Another vertical farming operation revealed its plans to target Nasdaq through SPAC. This week, Florida-based Kalera announced plans to merge with Agrico Acquisition Corp. in a deal that values the agtech company at $375 million. The move comes amid much excitement surrounding the category, although Kalera, which currently lists on the Euronext Growth Oslo exchange, has seen a notable drop in its share price over the past year.
The company’s fall in value is notable as it saw its shares tumble from a 52-week high of $5.99 a share to just $0.91 at the most recent close, according to Google Finance data. (The company intends to delist from its current exchange as part of the transaction, its statement states.)
Why look for a SPAC combination when the company is already listed? The deal would provide financing to the company as it works to increase its current number of farms from four to 10. According to a investor presentation As of December 2021, the company said it was “actively looking at different funding alternatives to satisfy our 2022 funding needs.”
It’s not hard to see why. by the company Third quarter 2021 earnings report, its operations burned $8.7 million in the first nine months of last year, while its investing cash flow was tighter -$110.0 million over the same period. The capital raised of US$61.5 million helped to partially offset these deficits, but Kalera still recorded a net cash change of -US$57.2 million in the first three quarters of 2021. It ended the September quarter with US$ 56.2 million in cash and equivalents – more simply, the company needs more capital to continue expanding as its operations are deep in the red and the company is far from reaching cash flow breakeven, let alone positive net income .
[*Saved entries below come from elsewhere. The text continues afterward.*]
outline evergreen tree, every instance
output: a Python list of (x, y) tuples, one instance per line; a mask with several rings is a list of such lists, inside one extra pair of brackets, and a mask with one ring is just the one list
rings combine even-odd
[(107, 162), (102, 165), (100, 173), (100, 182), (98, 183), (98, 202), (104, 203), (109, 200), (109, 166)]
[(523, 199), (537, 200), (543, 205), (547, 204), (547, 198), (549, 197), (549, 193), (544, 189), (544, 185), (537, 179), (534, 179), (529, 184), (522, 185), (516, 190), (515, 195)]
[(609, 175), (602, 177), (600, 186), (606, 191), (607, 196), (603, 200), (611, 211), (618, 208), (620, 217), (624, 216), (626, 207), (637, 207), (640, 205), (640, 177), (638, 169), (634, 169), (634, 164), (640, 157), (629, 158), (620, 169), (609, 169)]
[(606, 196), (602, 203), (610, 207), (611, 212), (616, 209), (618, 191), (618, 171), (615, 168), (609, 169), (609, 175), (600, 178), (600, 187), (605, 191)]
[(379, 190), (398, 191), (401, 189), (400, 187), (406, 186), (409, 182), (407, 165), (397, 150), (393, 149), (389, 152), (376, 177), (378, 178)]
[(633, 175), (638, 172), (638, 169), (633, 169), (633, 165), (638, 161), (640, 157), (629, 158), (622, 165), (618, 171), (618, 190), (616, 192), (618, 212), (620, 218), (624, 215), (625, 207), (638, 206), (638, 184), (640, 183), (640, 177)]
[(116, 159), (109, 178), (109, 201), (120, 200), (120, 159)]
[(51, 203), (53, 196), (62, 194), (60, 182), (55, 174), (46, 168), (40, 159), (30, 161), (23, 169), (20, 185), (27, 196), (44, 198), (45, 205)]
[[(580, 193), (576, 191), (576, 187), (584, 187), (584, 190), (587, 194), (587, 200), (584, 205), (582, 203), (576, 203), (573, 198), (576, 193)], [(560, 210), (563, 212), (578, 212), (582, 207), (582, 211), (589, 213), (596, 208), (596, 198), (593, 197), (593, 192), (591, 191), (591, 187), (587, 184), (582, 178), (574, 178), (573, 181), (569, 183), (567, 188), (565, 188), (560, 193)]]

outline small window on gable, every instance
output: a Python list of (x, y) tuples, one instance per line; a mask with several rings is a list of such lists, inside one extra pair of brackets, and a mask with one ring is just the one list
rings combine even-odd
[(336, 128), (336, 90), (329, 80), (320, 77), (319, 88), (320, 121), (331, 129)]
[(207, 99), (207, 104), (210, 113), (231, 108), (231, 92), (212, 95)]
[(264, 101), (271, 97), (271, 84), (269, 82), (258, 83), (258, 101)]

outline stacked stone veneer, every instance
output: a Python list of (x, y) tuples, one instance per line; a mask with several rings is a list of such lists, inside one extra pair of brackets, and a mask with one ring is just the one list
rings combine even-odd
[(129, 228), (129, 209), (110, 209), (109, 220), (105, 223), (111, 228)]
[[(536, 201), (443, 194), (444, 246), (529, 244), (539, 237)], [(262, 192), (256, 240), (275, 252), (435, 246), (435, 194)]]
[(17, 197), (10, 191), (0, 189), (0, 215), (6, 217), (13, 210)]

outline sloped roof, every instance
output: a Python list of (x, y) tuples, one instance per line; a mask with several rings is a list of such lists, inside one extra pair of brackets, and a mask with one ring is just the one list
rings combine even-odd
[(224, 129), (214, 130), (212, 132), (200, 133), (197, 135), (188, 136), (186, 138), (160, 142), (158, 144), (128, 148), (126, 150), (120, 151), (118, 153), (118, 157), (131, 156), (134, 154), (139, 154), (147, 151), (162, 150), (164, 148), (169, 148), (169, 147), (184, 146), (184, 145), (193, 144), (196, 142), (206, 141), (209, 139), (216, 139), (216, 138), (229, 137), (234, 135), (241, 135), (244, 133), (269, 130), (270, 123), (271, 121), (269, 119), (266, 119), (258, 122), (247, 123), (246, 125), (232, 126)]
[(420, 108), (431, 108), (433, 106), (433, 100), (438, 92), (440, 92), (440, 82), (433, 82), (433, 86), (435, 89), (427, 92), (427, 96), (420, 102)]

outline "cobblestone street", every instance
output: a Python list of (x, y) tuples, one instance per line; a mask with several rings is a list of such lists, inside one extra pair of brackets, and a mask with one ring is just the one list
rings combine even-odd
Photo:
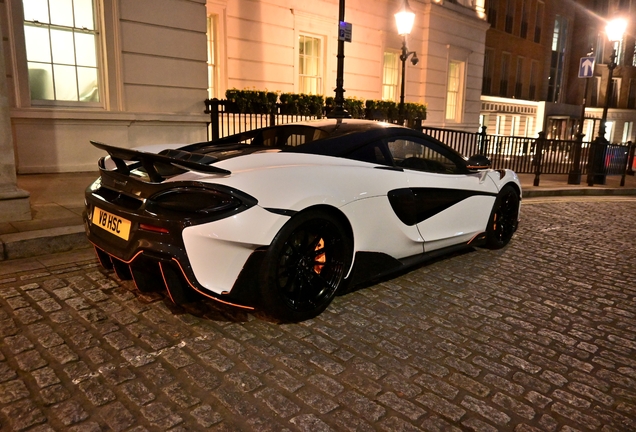
[(633, 198), (526, 200), (509, 247), (283, 325), (4, 262), (0, 430), (634, 431), (635, 233)]

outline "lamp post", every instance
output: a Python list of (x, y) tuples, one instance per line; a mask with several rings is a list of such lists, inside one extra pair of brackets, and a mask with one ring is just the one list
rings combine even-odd
[(402, 82), (400, 84), (400, 124), (404, 125), (404, 81), (406, 75), (406, 61), (412, 55), (411, 63), (415, 66), (419, 59), (415, 51), (409, 51), (406, 47), (406, 36), (411, 34), (413, 29), (413, 22), (415, 21), (415, 13), (409, 7), (409, 1), (404, 0), (402, 7), (395, 14), (395, 23), (397, 25), (398, 34), (402, 36), (402, 53), (400, 54), (400, 60), (402, 61)]
[[(627, 21), (622, 18), (615, 18), (605, 27), (605, 33), (607, 33), (607, 39), (612, 44), (623, 40), (623, 34), (627, 29)], [(607, 111), (609, 109), (610, 98), (613, 93), (613, 78), (614, 69), (616, 69), (616, 48), (612, 47), (612, 55), (610, 56), (610, 62), (607, 65), (607, 87), (605, 89), (605, 104), (603, 105), (603, 114), (601, 116), (601, 124), (598, 128), (598, 135), (592, 141), (590, 145), (590, 154), (588, 158), (588, 170), (587, 170), (587, 184), (588, 186), (594, 186), (594, 183), (605, 184), (605, 161), (604, 154), (609, 141), (605, 138), (606, 123), (607, 123)]]
[[(340, 0), (338, 8), (338, 21), (344, 22), (345, 0)], [(344, 44), (343, 38), (338, 38), (338, 67), (336, 70), (336, 97), (334, 98), (334, 109), (327, 114), (327, 118), (351, 118), (351, 114), (344, 108)]]

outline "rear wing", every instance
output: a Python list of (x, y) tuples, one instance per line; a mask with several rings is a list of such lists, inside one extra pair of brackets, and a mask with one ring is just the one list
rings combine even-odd
[[(216, 162), (217, 159), (203, 154), (190, 153), (183, 150), (165, 150), (162, 154), (158, 154), (115, 147), (97, 141), (91, 141), (91, 144), (110, 155), (118, 172), (130, 175), (131, 165), (127, 164), (126, 161), (138, 162), (148, 173), (150, 181), (154, 183), (160, 183), (165, 178), (160, 173), (161, 165), (206, 174), (232, 174), (231, 171), (210, 165)], [(136, 167), (136, 164), (132, 165)]]

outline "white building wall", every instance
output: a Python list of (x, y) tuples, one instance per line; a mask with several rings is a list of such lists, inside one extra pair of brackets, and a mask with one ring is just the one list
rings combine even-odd
[[(338, 0), (98, 0), (101, 106), (32, 104), (21, 1), (0, 2), (17, 170), (95, 170), (102, 152), (89, 140), (122, 147), (206, 138), (207, 15), (218, 16), (218, 96), (228, 88), (297, 92), (298, 35), (325, 44), (323, 94), (336, 84)], [(466, 2), (464, 2), (466, 3)], [(474, 131), (488, 25), (471, 7), (411, 0), (416, 12), (406, 101), (428, 105), (427, 125)], [(468, 4), (468, 3), (467, 3)], [(472, 4), (472, 3), (470, 3)], [(399, 50), (394, 0), (347, 0), (353, 41), (345, 44), (346, 97), (380, 99), (383, 52)], [(483, 12), (483, 11), (482, 11)], [(482, 13), (483, 15), (483, 13)], [(447, 66), (466, 62), (462, 116), (444, 120)]]
[[(0, 4), (19, 173), (95, 171), (103, 152), (207, 136), (205, 0), (101, 0), (101, 106), (32, 103), (19, 0)], [(5, 27), (3, 27), (5, 28)]]

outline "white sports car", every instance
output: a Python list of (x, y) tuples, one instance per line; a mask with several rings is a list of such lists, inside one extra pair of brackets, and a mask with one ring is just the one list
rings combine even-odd
[(101, 264), (176, 303), (199, 293), (304, 320), (346, 287), (501, 248), (519, 218), (514, 172), (386, 123), (295, 123), (153, 151), (93, 145), (109, 153), (84, 217)]

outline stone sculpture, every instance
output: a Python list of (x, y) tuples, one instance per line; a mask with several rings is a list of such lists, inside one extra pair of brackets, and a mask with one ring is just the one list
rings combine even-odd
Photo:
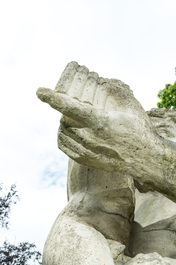
[[(175, 112), (146, 113), (126, 84), (76, 62), (54, 91), (37, 95), (63, 114), (58, 147), (71, 158), (69, 203), (50, 231), (43, 265), (176, 264)], [(153, 201), (167, 211), (158, 219), (148, 211), (144, 221), (142, 205)]]

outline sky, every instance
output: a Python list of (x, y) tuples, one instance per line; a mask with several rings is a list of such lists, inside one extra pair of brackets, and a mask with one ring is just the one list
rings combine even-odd
[(0, 1), (0, 183), (15, 183), (20, 197), (1, 241), (42, 252), (67, 203), (61, 115), (37, 88), (54, 89), (77, 61), (128, 84), (145, 110), (156, 107), (159, 90), (176, 80), (175, 10), (175, 0)]

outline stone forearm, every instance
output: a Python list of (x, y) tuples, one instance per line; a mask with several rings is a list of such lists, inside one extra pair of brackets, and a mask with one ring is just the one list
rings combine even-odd
[(173, 142), (158, 140), (135, 156), (124, 170), (130, 175), (176, 202), (176, 147)]

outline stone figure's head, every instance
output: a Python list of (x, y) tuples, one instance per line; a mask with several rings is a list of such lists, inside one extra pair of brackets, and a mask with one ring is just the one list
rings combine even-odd
[(176, 142), (176, 111), (151, 109), (147, 111), (156, 132), (163, 138)]

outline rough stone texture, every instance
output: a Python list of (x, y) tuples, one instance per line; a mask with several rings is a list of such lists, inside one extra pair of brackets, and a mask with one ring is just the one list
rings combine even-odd
[(89, 168), (70, 160), (68, 197), (81, 220), (128, 249), (135, 206), (131, 177)]
[(175, 261), (167, 258), (162, 258), (157, 253), (149, 253), (149, 254), (138, 254), (135, 258), (131, 259), (126, 265), (175, 265)]
[(163, 138), (176, 142), (176, 111), (151, 109), (147, 112), (156, 132)]
[[(50, 231), (43, 265), (176, 264), (175, 112), (147, 115), (126, 84), (76, 62), (54, 91), (37, 95), (63, 114), (58, 146), (79, 163), (70, 160), (69, 203)], [(133, 224), (132, 178), (142, 192)]]
[(63, 114), (58, 146), (85, 166), (129, 174), (176, 202), (176, 145), (156, 133), (132, 91), (71, 62), (38, 97)]
[(176, 258), (176, 216), (146, 227), (134, 222), (130, 254), (155, 251), (163, 257)]
[(124, 250), (125, 250), (125, 245), (122, 245), (121, 243), (115, 241), (115, 240), (110, 240), (107, 239), (107, 242), (109, 244), (109, 248), (111, 250), (111, 254), (113, 257), (114, 262), (115, 261), (124, 261)]
[[(176, 142), (175, 111), (152, 109), (148, 115), (160, 136)], [(132, 256), (155, 251), (163, 257), (176, 258), (176, 204), (162, 194), (156, 191), (140, 193), (136, 190), (132, 231)]]
[[(136, 190), (135, 221), (145, 227), (176, 215), (176, 204), (158, 192)], [(161, 210), (162, 209), (162, 210)]]
[(105, 237), (77, 221), (70, 205), (56, 219), (45, 244), (44, 265), (114, 265)]
[[(74, 229), (78, 229), (77, 226), (79, 223), (80, 229), (84, 226), (85, 229), (83, 231), (89, 233), (91, 245), (93, 242), (94, 247), (96, 245), (96, 249), (97, 246), (101, 246), (101, 242), (99, 242), (100, 236), (97, 236), (99, 234), (94, 236), (92, 231), (95, 233), (97, 230), (101, 232), (106, 239), (109, 239), (108, 242), (113, 252), (114, 259), (117, 259), (117, 256), (124, 251), (124, 245), (126, 245), (125, 253), (129, 254), (128, 244), (135, 205), (134, 184), (131, 177), (121, 176), (117, 172), (105, 172), (89, 168), (70, 160), (68, 168), (68, 198), (68, 206), (57, 218), (51, 229), (50, 235), (47, 238), (43, 255), (44, 265), (71, 264), (66, 263), (66, 261), (72, 250), (69, 248), (67, 254), (65, 245), (70, 244), (70, 241), (72, 240), (71, 247), (73, 248), (73, 251), (74, 248), (77, 249), (78, 237)], [(70, 230), (68, 231), (68, 226), (71, 227), (71, 232)], [(93, 230), (91, 227), (96, 230)], [(64, 230), (64, 234), (62, 234), (62, 239), (64, 241), (59, 239), (61, 237), (61, 230)], [(91, 239), (93, 236), (94, 238)], [(79, 241), (80, 240), (81, 238), (79, 238)], [(88, 246), (86, 242), (89, 241), (84, 241), (85, 239), (83, 237), (81, 242), (87, 249)], [(57, 253), (56, 247), (53, 247), (56, 245), (59, 248)], [(84, 251), (84, 258), (87, 255), (93, 255), (94, 257), (92, 258), (95, 258), (95, 254), (92, 253), (92, 250), (89, 250), (91, 254), (86, 254), (84, 248), (79, 251)], [(105, 251), (107, 252), (107, 250), (104, 249), (103, 251), (105, 255)], [(62, 257), (61, 259), (60, 256), (62, 253), (65, 253), (64, 256), (66, 257)], [(77, 259), (76, 255), (78, 254), (74, 254), (74, 262)], [(99, 254), (97, 255), (99, 257)], [(100, 260), (98, 257), (97, 260), (99, 262), (103, 260), (103, 258)], [(122, 259), (122, 257), (123, 255), (120, 255), (118, 259)], [(56, 260), (58, 260), (58, 263), (56, 263)], [(80, 263), (78, 264), (84, 264), (84, 262), (89, 261), (84, 261), (83, 258), (80, 257), (79, 262)], [(94, 264), (93, 261), (92, 264)]]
Agrico, the SPAC that Kalera intends to merge with, has “$146.6 million in cash,” he says. This would give Kalera much more time to improve its operating results than its current cash position allows for the company.
A growing market
The deal will likely be seen as an indicator for the health of the growing category. Last year, AeroFarms canceled its own SPAC deal with Spring Valley Acquisition Corp.
“Kalera is already positioned as a leader in the vertical agricultural sector with its 10 facilities in operation or nearing completion and Vindara, its seed business dedicated to controlled environments,” Agrico CEO Brent De Jong said of the deal. “The proposed merger with Agrico positions Kalera to be the first green vertical agricultural company to have a national presence in the US and be able to reliably provide a national purchase agreement while still being local.”
The “national footprint” qualifier is interesting. Certainly several companies, including AeroFarms and Bowery, have enjoyed regional success. Given the localized nature of vertical farming, scaling to the continental United States requires building many farms. After all, a great differential of the category is to serve urban areas where the construction of a standard farm is not viable. Building farms covered in – or close to – these points can sufficiently reduce the emissions that accompany the transport of products from coast to coast.
Kalera currently has operating farms in Orlando, as well as Atlanta and Houston, with additional sites under construction in Denver, Seattle, Honolulu, Columbus and St. Paul. The last two, in particular, are interesting, with the company settling in the Midwest, which is home to much of the country’s traditional agricultural space. Kalera also operates two international farms in Munich and Kuwait, with a third under construction in Singapore.
The companies expect the deal to close in the second quarter of this year. Current interim CEO Curtis McWilliams will continue to lead the company.